Data helps point reporters in the right direction while investigating, said Todd Wallack, an investigative reporter and data journalist for the Boston Globe. “Public records are really important; they are a critical tool for getting good stories and reporting them out,” he said.

Wallack has been a Pulitzer Prize finalist three times throughout his career and is a proponent of using coding languages like Python and R to analyze datasets he has acquired through public records requests. Public records come in many forms and are accessible in order to keep people informed about government affairs and practices. Datasets such as city health inspections, nursing board disciplines, and police arrest records are all available to the public, and as government bodies collect more data, journalists are more likely to learn new information from them.

But the use of data in journalism can also do harm, especially because false information is relayed just as quickly as true facts. Visualization, or the creation of representative charts, graphs, or other aids to help communicate data, is often misused by reporters purposely misrepresenting data, even if the data doesn’t accurately represent the point they are attempting to convey.

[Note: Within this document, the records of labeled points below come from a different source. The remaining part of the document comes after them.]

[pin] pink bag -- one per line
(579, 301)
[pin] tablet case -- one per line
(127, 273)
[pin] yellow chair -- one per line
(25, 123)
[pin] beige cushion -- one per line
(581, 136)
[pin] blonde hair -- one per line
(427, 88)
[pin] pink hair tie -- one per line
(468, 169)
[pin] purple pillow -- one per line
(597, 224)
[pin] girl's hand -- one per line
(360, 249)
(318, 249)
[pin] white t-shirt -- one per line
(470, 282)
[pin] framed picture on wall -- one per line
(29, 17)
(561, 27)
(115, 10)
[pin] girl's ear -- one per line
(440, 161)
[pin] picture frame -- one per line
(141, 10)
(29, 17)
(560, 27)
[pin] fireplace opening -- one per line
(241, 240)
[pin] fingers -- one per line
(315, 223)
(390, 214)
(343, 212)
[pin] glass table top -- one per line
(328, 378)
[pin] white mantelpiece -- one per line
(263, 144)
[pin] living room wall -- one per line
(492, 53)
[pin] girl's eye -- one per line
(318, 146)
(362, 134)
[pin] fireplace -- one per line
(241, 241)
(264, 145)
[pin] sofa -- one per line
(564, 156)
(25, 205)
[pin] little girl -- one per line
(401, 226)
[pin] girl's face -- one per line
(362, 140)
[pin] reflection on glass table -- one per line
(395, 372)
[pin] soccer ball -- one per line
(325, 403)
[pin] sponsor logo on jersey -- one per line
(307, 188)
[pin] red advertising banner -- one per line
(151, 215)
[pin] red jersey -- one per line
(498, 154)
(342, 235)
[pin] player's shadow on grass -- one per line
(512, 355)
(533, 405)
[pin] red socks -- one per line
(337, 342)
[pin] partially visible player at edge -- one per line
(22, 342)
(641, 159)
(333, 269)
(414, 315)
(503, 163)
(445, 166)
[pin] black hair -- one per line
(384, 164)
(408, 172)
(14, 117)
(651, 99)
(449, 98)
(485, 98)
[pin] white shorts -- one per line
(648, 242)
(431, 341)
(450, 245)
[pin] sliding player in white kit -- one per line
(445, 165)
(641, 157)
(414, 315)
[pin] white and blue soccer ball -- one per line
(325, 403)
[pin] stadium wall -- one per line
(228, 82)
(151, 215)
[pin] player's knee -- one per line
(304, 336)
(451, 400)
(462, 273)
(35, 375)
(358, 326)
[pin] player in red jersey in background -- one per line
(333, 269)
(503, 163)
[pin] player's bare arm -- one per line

In 2013, Fox News came under fire for using misleading graphs in its reporting. One of the first rules in visualizing data using bar graphs is to make sure the y-axis starts at zero so differences in the data are represented proportionally. Fox disobeyed this rule when it showed a bar graph comparing southwest border apprehensions over time. The increase in illegal immigrant arrests from 165,233 in 2011 to 192,298 in 2013 is a mere 16 percent increase. However, the y-axis starts at 150,000 apprehensions and ends at 200,000, causing the 2013 bar to appear three times as large as the bar in 2011. People typically perceive things visually, so our minds can be swayed by misleading visualizations like Fox’s.

For aspiring journalists looking to master data, the National Institute for Computer Assisted Reporting has several tip sheets and listservs for writers looking to learn the best data reporting practices. The institute also offers week-long boot camps where amateur reporters can lea
rn from veterans in the field. NICAR encourages reporters of all backgrounds to experiment with data and to have fun doing so. “Any reporter can find a way to use data in their storytelling,” said Charles Minshew, director of data services at NICAR. “If you haven’t worked with data before, you can find something fun—sports statistics, for example—that is quantifiable, and just play around with the numbers.”

Despite the emerging influence of data literacy in journalism, there is still minimal urgency to teach computer assisted reporting at major universities. Charles Berret and Cheryl Phillips conducted a study on journalism curriculum for their 2016 book, Teaching Data and Computational Journalism. According to the study, which surveyed 113 university journalism programs in the U.S., schools only offer 1.4 classes in data journalism on average.

“Even as some universities add classes in web development and coding, they have not kept pace with offering courses in computer-assisted reporting skills like learning how to analyze and understand data,” Phillips and Berret say.

Amid the current political atmosphere in the U.S., people are becoming disillusioned with both the government and the press. Data may be the only remedy to such unease; when handled with care, it can reshape the relations between the people, the government, and the press using hard, indisputable facts. As high schools and colleges integrate more data science courses, it is likely we will see an extension of those practices to data reporting and the future watchdogs of society.